If a monitor fires during ANY cell, you’ve found a real bug: the system violates a safety property under failure.

Data integrity patterns

The hardest bugs aren’t “API returned 500” — they’re “API returned 500 but also wrote a partial row to the database.” Use protocol steps inside expect to verify data integrity, not just HTTP responses.

No partial rows after error

fault_scenario("no_orphaned_orders",
    scenario = create_order,
    faults = db_write_error,
    expect = lambda r: (
        assert_true(r.status >= 500),
        # Query the DB directly — is the data clean?
        assert_eq(
            db.main.query(sql="SELECT count(*) as n FROM orders WHERE status='pending'").data[0]["n"],
            0,
            "no partial rows after failed INSERT"),
    ),
)

db.main.query() in expect talks to the running database. The service is still up — you can verify actual state, not just the HTTP response.

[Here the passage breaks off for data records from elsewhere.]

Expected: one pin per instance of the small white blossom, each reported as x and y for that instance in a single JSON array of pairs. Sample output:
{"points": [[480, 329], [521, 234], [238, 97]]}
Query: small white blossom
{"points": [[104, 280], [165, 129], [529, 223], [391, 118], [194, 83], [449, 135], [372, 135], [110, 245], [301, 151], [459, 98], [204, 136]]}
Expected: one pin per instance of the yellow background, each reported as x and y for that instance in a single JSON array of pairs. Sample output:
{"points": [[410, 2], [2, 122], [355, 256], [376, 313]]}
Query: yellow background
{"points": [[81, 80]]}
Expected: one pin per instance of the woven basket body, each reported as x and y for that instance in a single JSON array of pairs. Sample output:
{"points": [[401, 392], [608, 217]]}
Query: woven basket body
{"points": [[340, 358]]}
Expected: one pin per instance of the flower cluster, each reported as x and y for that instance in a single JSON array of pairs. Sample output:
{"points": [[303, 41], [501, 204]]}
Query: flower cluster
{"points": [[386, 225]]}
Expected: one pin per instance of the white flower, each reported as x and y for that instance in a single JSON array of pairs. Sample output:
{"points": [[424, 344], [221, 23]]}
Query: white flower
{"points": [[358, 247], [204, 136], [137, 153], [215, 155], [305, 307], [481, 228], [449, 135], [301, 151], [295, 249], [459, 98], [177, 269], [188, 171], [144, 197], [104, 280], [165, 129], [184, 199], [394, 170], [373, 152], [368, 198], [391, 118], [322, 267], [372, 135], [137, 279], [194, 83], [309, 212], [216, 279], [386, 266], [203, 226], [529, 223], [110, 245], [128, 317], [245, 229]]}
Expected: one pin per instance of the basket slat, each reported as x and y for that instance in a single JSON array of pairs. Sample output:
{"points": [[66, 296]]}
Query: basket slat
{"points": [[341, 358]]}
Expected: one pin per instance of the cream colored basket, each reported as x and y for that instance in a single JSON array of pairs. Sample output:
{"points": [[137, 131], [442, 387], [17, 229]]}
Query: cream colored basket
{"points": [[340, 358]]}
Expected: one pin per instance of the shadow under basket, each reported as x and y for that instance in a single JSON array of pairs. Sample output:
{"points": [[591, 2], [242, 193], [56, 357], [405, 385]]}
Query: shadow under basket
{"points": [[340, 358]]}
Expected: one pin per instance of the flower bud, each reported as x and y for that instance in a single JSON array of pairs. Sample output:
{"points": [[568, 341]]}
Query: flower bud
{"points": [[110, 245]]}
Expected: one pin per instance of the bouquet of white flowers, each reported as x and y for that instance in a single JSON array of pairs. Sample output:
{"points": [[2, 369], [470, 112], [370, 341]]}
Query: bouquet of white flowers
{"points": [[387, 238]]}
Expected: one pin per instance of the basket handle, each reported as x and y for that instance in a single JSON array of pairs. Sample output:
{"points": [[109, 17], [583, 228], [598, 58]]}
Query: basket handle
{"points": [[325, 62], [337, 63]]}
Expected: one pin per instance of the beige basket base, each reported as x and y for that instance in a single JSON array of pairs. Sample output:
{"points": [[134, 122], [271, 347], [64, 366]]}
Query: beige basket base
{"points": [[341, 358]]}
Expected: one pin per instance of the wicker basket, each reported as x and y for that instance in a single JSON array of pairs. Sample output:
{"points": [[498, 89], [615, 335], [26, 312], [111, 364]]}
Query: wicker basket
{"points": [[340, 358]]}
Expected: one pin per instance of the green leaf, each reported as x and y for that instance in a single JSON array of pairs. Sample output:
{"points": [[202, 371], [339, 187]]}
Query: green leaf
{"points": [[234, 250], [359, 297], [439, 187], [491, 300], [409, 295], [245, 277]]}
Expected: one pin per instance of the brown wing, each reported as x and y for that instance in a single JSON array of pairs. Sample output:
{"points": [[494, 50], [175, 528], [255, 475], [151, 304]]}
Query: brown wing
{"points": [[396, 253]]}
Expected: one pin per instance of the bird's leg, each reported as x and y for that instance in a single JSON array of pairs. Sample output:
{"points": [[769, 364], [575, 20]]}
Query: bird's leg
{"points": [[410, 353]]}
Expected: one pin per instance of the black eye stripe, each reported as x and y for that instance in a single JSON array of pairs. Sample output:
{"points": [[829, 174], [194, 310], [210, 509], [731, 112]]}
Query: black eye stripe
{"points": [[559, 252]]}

No stale cache after failure

fault_scenario("no_stale_cache",
    scenario = create_order,
    faults = redis_down,
    expect = lambda r: (
        assert_true(r.status >= 500),
        assert_eq(len(redis.main.keys(pattern="order:*").data), 0,
            "no cached entries after Redis failure"),
    ),
)

No orphan Kafka events

fault_scenario("no_orphan_events",
    scenario = create_order,
    faults = db_write_error,
    expect = lambda r: (
        assert_true(r.status >= 500),
        # If DB write failed, no Kafka event should exist
        assert_never(where=lambda e:
            e.type == "topic" and e.data.get("topic") == "order-events"),
        # Verify the fault actually fired
        assert_eventually(type="syscall", service="db", decision="deny*"),
    ),
)

Message loss detection

fault_scenario("no_message_loss",
    scenario = publish_and_consume,
    faults = consumer_slow,
    expect = lambda r: assert_eq(
        len(events(where=lambda e: e.type == "topic" and e.data.get("action") == "produce")),
        len(events(where=lambda e: e.type == "topic" and e.data.get("action") == "consume")),
        "every produced message must be consumed"),
)

Which tool for which check

Verify	Tool	Where
HTTP response	`r.status`, `r.body`	`expect` lambda arg
DB row exists/absent	`db.main.query(sql=...)`	`expect` lambda body
Redis key exists/absent	`redis.main.keys(pattern=...)`	`expect` lambda body
Kafka message published	`assert_eventually(type="topic")`	`expect` lambda body
Kafka message absent	`assert_never(type="topic")`	`expect` lambda body
Fault actually fired	`assert_eventually(decision="deny*")`	`expect` lambda body
Continuous invariant	`monitor()` on `fault_assumption`	Fires across all tests

Progression

Start with one invariant — the most important one for your system
Encode it as a monitor() — store in a variable
Attach to your fault assumptions via monitors=
Run the matrix — the invariant fires across all combinations
Add more invariants as you discover them (production incidents are a good source)
Share across specs — put monitors in a load()-able file

# invariants.star — shared across all specs
def no_negative_stock(event):
    ...

def no_orphan_events(event):
    ...

stock_check = monitor(no_negative_stock, service="inventory")
orphan_check = monitor(no_orphan_events)

# order-spec.star
load("invariants.star", "stock_check", "orphan_check")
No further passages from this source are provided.